C’est pourquoi le spectateur que je fus devant Nuit et Brouillard et le cinéaste qui, avec ce film, tenta de montrer l’irreprésentable, étaient liés par une symétrie complice. Soit c’est le spectateur qui soudain « manque à sa place » et s’arrête alors que le film, lui, continue. Soit c’est le film qui, au lieu de « continuer », se replie sur lui-même et sur une « image » provisoirement définitive qui permette au sujet-spectateur de continuer à croire au cinéma et au sujet-citoyen à vivre sa vie. Arrêt sur le spectateur, arrêt sur l’image : le cinéma est entré dans son âge adulte. La sphère du visible a cessé d’être tout entière disponible : il y a des absences et des trous, des creux nécessaires et des pleins superflus, des images à jamais manquantes et des regards pour toujours défaillants. Spectacle et spectateur cessent de se renvoyer toutes les balles. C’est ainsi qu’ayant choisi le cinéma, réputé « art de l’image en mouvement », je commençai ma vie de cinéphage sous l’égide paradoxale d’un premier arrêt sur l’image.
Cet arrêt me protégea de la stricte nécrophilie et je ne vis aucun des rares films ou documentaires « sur les camps » qui suivirent Kapo. L’affaire pour moi était réglée par Nuit et Brouillard et l’article de Rivette. Je fus longtemps comme les autorités françaises qui, aujourd’hui encore, face à tout fait divers antisémite, diffusent en catastrophe le film de Resnais comme s’il faisait partie d’un arsenal secret qui, à la récurrence du Mal, pourrait indéfiniment opposer ses vertus d’exorcisme. Mais si je n’appliquai pas l’axiome du « travelling de Kapo » aux seuls films que leur sujet exposait à l’abjection, c’est que j’étais tenté de l’appliquer à tous les films. « Il est des choses, avait écrit Rivette, qui doivent être abordées dans la crainte et le tremblement ; la mort en est une, sans doute ; et comment, au moment de filmer une chose aussi mystérieuse, ne pas se sentir un imposteur ? » J’étais d’accord.

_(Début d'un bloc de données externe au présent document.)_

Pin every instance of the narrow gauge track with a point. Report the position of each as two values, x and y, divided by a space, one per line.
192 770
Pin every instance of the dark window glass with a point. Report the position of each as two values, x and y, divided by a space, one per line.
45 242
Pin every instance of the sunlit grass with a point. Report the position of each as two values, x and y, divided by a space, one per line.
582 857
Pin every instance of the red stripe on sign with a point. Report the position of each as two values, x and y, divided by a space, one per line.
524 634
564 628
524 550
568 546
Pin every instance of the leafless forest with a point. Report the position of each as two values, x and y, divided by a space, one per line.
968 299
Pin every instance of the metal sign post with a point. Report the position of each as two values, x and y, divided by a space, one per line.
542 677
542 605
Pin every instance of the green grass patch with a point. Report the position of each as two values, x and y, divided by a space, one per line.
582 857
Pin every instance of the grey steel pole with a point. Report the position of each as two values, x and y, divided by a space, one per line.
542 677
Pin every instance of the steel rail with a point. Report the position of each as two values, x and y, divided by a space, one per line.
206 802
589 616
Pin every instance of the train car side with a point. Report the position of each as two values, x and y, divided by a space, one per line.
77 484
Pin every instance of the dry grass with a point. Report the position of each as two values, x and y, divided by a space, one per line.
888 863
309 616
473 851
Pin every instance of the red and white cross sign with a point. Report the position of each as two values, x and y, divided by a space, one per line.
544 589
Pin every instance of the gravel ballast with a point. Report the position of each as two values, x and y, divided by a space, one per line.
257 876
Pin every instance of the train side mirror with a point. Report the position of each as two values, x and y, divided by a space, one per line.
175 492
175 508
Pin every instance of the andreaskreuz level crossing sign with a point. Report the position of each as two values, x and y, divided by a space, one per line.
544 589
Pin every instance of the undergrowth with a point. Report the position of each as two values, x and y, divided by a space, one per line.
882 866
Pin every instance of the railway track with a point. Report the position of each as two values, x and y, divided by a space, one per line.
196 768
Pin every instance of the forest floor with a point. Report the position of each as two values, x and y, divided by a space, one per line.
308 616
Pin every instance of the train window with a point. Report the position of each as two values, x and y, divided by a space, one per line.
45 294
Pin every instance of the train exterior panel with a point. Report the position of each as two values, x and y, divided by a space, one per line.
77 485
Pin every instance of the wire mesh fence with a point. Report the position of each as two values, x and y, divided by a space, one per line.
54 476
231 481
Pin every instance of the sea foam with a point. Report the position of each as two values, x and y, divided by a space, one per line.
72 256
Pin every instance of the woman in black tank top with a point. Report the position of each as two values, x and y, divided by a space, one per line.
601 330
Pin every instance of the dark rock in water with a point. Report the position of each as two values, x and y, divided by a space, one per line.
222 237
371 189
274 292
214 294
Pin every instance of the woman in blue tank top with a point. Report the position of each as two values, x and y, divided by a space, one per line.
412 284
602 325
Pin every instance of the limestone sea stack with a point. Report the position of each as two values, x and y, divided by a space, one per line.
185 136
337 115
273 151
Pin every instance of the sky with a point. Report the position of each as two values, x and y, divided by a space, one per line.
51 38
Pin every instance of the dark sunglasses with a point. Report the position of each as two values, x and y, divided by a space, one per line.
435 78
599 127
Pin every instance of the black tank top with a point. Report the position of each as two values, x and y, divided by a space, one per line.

Et comme rares sont les films où l’on ne meurt pas, peu ou prou, nombreuses étaient les occasions de craindre et de trembler. Certains cinéastes, en effet, n’étaient pas des imposteurs. C’est ainsi que, toujours en 1959, la mort de Miyagi dans Les Contes de la lune vague me cloua, déchiré, sur un siège du studio Bertrand. Car Mizoguchi avait filmé la mort comme une fatalité vague dont on voyait bien qu’elle pouvait et ne pouvait pas ne pas se produire. On se souvient de la scène : dans la campagne japonaise, des voyageurs sont attaqués par des bandits affamés et l’un de ceux-ci transperce Miyagi d’un coup de lance. Mais il le fait presque par inadvertance, en titubant, mû par un reste de violence ou par un réflexe idiot. Cet évènement pose si peu pour la caméra que celle-ci est à deux doigts de « passer à côté » et je suis persuadé que tout spectateur des Contes de la lune vague est alors effleuré par la même idée folle et quasi superstitieuse : si le mouvement de la caméra n’avait pas été aussi lent, l’évènement se serait produit « hors champ » ou – qui sait ? — ne se serait pas produit du tout.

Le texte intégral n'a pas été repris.